= Paul Potier =

Canadian pool player (born 1954)

Paul Richard William Potier (born July 12, 1954, in Winnipeg, Manitoba, Canada) is a Canadian professional pool player and two-time Canadian nine-ball champion.

==Career==
Besides being a touring professional, Paul has been a trick shot artist, coach/teacher, tournament director and promoter, league operator, board member of various associations (including past president of the Canadian Professional Billiards Association), pool hall manager/designer/consultant/pro, billiards industry consultant, and referee and referee trainer.

In 2001, he captained Team Canada to a silver medal in the International Team Championships in Taiwan.

In 2005 he represented Canada at the World Games in Germany.
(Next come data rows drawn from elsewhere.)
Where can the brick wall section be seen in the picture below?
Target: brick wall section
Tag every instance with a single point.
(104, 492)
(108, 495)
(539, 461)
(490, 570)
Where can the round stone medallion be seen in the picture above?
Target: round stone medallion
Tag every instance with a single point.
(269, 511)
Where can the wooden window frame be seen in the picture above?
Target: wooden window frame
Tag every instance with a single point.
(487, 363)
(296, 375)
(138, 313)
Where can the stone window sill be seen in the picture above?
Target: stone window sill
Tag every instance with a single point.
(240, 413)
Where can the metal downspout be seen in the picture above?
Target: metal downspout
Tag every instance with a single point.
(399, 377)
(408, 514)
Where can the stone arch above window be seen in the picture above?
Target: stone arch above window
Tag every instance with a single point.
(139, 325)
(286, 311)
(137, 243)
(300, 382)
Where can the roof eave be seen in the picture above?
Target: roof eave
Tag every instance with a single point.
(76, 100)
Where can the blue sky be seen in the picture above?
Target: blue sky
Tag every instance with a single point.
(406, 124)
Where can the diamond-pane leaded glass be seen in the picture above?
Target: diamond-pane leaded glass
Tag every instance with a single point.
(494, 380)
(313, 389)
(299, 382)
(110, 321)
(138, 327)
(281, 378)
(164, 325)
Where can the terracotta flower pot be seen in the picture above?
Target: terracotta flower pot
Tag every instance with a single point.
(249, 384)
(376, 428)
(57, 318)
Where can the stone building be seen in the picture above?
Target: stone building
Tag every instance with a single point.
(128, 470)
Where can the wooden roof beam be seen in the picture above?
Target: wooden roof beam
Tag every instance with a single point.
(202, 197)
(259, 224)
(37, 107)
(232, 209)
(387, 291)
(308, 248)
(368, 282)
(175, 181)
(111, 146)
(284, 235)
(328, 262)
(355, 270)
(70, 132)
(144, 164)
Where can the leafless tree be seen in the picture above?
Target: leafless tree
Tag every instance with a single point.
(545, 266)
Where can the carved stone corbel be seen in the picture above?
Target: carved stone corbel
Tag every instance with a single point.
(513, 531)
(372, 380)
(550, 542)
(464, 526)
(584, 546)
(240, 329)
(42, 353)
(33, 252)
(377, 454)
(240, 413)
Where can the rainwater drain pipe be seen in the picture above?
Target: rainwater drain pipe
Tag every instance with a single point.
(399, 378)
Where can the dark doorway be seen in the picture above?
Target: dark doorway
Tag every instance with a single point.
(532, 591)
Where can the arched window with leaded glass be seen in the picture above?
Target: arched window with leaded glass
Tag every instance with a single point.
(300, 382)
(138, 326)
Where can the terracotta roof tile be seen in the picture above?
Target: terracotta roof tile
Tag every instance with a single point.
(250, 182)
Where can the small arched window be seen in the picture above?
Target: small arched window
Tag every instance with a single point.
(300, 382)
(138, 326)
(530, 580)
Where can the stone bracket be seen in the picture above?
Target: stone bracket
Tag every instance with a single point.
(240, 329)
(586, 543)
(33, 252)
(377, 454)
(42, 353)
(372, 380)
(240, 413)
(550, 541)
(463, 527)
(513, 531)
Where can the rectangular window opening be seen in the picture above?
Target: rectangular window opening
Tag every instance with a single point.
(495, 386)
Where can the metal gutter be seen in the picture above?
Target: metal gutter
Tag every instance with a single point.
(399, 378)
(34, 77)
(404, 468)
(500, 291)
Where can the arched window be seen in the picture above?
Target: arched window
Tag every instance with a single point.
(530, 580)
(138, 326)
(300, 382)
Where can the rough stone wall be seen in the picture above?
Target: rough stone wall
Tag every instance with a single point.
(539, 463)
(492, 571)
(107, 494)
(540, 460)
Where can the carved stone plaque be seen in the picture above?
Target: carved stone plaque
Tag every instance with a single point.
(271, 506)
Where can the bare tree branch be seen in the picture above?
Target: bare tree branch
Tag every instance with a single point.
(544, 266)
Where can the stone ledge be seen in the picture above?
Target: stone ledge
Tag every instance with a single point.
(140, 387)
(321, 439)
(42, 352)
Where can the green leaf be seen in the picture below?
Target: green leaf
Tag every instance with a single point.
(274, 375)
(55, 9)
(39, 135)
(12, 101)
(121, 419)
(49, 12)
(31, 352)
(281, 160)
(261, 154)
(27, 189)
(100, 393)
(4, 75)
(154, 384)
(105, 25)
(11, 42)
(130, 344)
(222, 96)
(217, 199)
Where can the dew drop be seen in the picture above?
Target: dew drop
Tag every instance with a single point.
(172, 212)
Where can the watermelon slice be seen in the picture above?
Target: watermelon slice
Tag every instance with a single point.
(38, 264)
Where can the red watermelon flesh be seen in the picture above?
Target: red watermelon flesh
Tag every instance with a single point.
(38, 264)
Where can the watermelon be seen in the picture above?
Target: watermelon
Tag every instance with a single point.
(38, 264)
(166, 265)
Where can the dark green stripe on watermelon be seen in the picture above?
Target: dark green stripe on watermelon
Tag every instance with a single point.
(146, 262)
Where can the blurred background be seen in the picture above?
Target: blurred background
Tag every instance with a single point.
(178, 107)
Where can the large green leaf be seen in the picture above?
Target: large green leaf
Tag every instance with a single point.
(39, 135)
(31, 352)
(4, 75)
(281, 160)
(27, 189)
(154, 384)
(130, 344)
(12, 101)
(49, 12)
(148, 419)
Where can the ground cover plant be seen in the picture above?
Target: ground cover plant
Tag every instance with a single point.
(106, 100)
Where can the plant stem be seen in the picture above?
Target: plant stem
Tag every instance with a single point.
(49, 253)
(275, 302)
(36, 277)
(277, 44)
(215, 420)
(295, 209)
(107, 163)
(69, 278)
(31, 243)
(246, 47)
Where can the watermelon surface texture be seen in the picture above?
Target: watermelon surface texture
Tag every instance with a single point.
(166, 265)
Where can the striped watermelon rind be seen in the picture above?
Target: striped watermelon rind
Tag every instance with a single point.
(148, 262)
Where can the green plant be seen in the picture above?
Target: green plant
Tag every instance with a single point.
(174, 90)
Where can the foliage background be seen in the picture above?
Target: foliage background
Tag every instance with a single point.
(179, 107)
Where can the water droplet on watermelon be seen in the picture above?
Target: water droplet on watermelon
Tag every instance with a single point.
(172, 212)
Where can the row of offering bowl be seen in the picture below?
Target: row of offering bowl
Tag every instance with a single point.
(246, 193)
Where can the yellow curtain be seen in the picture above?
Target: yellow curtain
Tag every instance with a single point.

==Titles and achievements==
Titles and achievements between 1985 and 2007:
- 2007 Stan James Canadian Pro Tour event in Kelowna, BC, 2nd place
- 2007 Seattle Open Champion, Uncle Jacks Billiards
- 2006 Ranked #44 on the IPT Tour
- 2005 Represented Canada in the World Games in Germany
- 2005 McKittric Open Champion, Raggs Rack Room, Eureka, California
- 2005 Pechaur Tour event at Breaktime Billiards, California 2nd place
- 2005 Ranked #2 on the Pechaur Tour
- 2004 Pechaur Tour Panama Red's Champion
- 2004 Pechaur Tour Ballroom Billiards, Langley, BC, 2nd place
- 2002 Kanto Open Champion, Shibuya Japan
- 2001 Represented Canada in the World Games in Japan
- 2001 Captain of team Canada – Silver Medalist in the World Team Nine-ball in Taiwan
- 2001 Border Battle, Team Canada member
- 2000 CPBA Canadian Nine-ball Champion
- 1999 Dufferin Billiards Tour Canadian Nine-ball Champion
- 1999 Winner of 8 out of 9 events in the Northwest
- 1999 All Japan Championships 3rd Place.
- 1998 Canadian Professional Nine-ball Tour – Player of the Year and #1 ranking
- 1998 Winner of many events on the CPBA Tour
- 1998 Ranked in the top 32 on the RJR Tour in the US
- 1997 Canadian Professional Nine-ball Tour - Player of the Year
- 1997 Winner of many events on the CPBA Tour
- 1996 Canadian Nine-ball Championships, 2nd Place
- 1996 Blondie's Open Nine-ball Champion CPBA Tour Event
- 1996 Dallas Million Dollar Challenge, PCA, 3rd place
- 1996 Triple D Nine-ball Champion
- 1996 Ranked #4 on the PCA Tour in the US
- 1996 All Japan Championships, 3rd Place
- 1993 PBTA World Nine-ball Championships, 3rd place
- 1993 All Japan Championships, Amagasaki, Japan 3rd place
- 1991 Manitoba Eight-ball Champion
- 1991 Manitoba Snooker Champion
- 1990 Manitoba Eight-ball Champion
- 1989 Manitoba Eight-ball Championships, 2nd place
- 1988 Manitoba Eight-ball Championships, 2nd place
- 1988 Manitoba Snooker Championships, 2nd place
- 1985 Central Canadian English Billiard Champion

==Awards==
In 2004 he finished the season ranked #2 on the Pechaur Tour. Potier was Canadian Professional Player of the Year twice.